The films of the period of 1917-1919 represent the end of the melodramatic tradition that was characteristic of early Russian cinema. It brings to the foreground themes that are of concern for the new regime, such as scathing portrayals of the clergy sabotage of workers’ collectives, the ethos of construction and progress. Moreover, the working class – in the form of engineers and workers – features more prominently in positive roles in films such as Kuleshov’s Prite, but also Bauer’s last films The Revolutionary (Revoliutsioner,1918) and Alarm (Nabat, 1918). The first years of the Soviet era would, however, see film production hampered and stalled due to nationalization, reorganization and – very basically – lack of film stock.

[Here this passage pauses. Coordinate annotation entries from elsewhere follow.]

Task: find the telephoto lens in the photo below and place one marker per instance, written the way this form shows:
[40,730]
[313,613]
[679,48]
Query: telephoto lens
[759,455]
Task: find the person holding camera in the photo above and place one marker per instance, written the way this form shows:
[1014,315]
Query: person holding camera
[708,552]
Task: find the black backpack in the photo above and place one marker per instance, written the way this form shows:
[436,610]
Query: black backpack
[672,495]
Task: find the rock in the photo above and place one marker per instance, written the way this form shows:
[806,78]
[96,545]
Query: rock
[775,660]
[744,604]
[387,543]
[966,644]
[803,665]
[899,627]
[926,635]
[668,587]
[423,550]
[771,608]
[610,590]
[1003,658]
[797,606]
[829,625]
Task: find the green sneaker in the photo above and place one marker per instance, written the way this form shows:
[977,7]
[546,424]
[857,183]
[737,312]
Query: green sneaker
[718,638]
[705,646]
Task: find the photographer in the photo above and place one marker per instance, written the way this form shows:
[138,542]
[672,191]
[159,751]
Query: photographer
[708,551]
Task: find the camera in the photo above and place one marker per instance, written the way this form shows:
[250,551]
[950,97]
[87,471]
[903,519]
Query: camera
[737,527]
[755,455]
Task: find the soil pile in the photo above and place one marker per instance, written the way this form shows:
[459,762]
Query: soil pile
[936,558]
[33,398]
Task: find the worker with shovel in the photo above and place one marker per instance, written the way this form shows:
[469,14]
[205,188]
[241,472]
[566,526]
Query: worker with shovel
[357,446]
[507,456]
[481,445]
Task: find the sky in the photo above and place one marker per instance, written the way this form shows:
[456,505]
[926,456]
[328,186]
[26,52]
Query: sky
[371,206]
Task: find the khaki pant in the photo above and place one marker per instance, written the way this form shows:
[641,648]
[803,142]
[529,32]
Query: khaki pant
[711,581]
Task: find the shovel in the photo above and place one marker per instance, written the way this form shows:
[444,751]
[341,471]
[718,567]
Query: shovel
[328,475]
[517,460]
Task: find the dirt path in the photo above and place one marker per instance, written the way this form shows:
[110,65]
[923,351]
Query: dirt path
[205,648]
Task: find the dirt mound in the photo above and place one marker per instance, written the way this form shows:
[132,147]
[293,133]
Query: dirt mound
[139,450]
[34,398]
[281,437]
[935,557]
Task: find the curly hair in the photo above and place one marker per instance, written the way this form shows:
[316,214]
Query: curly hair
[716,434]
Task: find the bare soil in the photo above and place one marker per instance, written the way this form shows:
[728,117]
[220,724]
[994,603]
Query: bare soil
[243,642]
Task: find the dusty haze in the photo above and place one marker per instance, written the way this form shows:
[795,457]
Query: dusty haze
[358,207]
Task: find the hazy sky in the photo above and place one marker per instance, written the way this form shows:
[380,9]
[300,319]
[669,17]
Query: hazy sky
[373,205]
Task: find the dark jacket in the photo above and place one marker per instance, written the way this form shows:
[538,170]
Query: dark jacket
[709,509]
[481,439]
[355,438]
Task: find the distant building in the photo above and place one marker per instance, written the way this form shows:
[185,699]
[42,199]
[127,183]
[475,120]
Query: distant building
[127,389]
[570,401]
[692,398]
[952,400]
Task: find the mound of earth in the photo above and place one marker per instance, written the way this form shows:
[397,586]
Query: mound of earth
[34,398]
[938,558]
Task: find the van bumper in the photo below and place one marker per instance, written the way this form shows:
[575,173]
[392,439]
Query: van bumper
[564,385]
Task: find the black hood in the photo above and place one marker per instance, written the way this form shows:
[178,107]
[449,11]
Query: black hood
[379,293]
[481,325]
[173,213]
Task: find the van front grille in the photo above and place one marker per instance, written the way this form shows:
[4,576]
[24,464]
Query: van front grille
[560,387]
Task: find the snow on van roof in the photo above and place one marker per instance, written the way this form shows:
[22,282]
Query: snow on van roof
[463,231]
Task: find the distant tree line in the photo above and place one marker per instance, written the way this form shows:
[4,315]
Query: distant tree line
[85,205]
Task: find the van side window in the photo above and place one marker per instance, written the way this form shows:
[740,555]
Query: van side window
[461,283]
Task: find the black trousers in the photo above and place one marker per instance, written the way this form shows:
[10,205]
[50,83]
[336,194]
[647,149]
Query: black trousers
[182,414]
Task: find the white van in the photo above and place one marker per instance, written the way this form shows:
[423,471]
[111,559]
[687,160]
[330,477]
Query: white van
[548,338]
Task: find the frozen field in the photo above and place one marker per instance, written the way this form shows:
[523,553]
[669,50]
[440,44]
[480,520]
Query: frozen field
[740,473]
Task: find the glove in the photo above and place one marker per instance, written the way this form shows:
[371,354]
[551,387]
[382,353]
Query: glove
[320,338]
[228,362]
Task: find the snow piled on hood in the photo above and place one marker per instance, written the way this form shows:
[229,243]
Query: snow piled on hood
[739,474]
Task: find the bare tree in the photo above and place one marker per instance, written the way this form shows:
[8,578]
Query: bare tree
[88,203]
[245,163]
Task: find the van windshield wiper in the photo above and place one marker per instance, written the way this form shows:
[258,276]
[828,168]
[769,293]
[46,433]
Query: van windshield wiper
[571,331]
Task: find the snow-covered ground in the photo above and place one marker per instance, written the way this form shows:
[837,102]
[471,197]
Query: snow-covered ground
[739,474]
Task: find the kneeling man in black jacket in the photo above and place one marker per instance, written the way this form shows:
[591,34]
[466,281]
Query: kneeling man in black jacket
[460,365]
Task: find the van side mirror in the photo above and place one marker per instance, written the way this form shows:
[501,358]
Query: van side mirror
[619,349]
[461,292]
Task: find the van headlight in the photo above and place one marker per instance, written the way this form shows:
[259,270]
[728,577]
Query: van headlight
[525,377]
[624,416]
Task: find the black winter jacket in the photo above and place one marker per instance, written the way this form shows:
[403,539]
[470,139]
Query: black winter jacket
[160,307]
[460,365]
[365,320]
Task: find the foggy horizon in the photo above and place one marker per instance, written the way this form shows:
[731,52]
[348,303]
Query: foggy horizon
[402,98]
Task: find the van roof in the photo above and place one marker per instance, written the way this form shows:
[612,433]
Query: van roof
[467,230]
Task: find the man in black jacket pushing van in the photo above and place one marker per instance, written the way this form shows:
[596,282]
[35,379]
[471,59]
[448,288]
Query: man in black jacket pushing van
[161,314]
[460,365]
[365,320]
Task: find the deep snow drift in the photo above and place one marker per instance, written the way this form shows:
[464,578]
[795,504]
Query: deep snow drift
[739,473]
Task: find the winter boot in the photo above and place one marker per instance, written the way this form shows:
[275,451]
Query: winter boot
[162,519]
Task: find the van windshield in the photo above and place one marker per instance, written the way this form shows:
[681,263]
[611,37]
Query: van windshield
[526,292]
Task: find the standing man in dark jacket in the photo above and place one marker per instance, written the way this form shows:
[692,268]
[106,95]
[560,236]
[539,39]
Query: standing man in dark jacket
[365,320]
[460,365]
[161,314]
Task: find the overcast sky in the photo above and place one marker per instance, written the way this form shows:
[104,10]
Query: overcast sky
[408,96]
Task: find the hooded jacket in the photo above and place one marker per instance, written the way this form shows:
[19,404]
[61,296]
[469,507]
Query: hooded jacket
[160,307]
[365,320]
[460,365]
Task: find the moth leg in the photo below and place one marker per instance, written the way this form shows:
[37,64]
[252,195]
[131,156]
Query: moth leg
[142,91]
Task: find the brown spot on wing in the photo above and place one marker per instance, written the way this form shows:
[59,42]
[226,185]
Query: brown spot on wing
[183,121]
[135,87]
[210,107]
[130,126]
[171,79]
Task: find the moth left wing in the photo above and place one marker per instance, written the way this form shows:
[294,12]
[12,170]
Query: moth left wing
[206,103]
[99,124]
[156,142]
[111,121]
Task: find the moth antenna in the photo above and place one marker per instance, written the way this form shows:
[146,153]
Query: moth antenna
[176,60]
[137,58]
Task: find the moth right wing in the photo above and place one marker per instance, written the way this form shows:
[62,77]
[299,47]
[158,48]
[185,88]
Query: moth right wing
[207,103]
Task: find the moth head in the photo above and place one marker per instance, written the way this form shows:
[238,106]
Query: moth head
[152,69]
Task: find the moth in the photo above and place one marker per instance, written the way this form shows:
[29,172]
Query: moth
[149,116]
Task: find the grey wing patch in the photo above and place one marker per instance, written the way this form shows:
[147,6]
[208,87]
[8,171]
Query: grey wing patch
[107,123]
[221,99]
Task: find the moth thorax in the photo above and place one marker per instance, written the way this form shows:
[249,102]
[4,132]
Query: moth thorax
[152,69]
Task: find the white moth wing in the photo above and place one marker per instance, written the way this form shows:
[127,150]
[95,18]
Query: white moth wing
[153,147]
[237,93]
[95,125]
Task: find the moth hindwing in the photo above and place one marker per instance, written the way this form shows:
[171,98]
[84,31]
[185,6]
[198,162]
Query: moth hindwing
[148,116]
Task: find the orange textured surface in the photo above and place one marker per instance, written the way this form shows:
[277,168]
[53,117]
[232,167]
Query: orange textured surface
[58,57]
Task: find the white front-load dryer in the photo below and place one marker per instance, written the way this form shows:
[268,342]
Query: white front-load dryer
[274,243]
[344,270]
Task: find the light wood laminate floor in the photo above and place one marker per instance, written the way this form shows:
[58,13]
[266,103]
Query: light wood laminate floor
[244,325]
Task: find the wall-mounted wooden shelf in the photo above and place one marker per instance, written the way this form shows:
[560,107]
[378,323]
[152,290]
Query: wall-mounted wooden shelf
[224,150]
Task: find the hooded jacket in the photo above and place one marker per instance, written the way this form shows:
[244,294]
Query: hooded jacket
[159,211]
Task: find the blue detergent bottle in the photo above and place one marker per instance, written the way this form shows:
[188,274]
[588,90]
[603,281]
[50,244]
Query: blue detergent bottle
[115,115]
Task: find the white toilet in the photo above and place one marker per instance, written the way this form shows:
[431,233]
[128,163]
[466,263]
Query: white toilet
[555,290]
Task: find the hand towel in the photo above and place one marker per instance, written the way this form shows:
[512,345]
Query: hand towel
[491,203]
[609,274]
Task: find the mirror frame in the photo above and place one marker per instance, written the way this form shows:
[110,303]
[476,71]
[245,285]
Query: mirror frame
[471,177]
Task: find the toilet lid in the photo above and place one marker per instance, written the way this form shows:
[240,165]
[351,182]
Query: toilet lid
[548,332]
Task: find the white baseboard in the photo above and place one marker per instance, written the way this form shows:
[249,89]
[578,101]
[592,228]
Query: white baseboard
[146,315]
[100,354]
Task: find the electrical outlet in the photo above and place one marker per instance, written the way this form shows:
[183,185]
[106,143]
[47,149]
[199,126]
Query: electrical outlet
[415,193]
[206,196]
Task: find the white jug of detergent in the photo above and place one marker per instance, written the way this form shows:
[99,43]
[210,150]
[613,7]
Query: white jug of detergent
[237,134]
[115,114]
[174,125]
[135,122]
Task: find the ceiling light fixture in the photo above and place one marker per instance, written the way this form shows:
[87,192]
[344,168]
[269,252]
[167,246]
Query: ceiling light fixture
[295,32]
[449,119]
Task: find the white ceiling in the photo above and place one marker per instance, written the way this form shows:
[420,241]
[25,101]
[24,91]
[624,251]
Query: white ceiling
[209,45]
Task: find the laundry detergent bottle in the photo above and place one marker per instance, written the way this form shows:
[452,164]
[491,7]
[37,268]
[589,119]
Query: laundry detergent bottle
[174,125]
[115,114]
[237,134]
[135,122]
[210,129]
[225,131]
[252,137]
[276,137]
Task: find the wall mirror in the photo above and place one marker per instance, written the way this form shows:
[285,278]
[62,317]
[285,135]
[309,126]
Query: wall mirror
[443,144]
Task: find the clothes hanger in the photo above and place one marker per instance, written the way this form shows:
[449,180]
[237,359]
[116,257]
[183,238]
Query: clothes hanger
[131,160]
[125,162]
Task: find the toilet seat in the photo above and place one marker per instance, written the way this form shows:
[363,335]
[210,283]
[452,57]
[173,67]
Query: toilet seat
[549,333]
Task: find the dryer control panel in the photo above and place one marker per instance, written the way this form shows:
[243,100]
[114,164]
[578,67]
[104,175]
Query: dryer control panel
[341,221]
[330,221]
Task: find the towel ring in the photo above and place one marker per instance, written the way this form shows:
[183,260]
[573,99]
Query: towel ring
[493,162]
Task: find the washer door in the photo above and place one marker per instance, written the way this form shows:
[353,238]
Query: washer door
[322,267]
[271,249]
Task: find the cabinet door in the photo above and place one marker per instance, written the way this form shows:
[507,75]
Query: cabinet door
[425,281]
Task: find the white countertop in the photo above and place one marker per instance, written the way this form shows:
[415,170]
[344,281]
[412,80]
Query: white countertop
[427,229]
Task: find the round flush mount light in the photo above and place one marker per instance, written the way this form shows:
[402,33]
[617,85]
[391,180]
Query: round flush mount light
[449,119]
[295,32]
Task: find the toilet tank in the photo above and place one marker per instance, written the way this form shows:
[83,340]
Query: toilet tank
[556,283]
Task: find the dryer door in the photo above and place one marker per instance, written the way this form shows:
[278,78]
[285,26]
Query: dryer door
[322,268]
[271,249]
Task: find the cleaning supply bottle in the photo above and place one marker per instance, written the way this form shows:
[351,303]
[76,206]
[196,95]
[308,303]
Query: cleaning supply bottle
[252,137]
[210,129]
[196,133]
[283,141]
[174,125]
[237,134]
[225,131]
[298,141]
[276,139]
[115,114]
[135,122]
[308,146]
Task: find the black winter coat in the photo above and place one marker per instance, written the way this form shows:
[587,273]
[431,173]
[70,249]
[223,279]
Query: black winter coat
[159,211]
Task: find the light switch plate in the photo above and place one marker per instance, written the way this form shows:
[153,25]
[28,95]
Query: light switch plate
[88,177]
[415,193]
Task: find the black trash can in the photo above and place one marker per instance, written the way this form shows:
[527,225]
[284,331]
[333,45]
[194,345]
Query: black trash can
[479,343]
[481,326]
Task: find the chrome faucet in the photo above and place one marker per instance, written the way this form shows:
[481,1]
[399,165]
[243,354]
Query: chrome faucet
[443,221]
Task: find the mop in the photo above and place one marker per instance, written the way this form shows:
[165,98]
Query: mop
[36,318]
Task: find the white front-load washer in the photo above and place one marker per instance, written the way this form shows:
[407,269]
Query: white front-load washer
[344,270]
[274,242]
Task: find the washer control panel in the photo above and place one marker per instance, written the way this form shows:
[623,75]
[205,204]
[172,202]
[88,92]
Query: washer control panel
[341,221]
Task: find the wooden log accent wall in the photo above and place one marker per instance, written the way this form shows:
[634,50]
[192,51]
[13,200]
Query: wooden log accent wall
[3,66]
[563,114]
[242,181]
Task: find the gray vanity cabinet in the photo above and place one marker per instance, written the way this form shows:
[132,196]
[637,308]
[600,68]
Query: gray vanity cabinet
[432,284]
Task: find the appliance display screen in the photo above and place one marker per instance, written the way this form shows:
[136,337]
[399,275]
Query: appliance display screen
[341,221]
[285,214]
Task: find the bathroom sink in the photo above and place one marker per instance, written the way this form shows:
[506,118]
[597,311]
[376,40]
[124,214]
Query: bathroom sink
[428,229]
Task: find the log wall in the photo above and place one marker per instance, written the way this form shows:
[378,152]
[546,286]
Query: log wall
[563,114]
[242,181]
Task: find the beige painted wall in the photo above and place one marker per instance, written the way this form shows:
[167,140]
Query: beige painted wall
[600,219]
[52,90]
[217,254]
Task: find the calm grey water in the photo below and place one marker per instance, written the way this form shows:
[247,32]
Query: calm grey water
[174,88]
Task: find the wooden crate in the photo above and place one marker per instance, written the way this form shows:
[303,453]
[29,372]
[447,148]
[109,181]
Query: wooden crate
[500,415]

In the films made between the two Revolutions and immediately after the October Revolution, there is a striking concern with evil and the satanic themes that had been banned by censorship before 1917.

Protazanov established himself as an able director who made films wanted by the audiences whilst using interesting stylistic devices. Protazanov excelled at portraying the evil and demonic in his characters, thus showing penchant for German expressionism, which undoubtedly equipped him well for working abroad, where his success continued until 1923 when he returned to Russia.

On 27 August 1919 the film industry was nationalized. Few foreign films found their way to Moscow during the Revolution and the ensuing Civil War (1918-1921); likewise, few new films were made.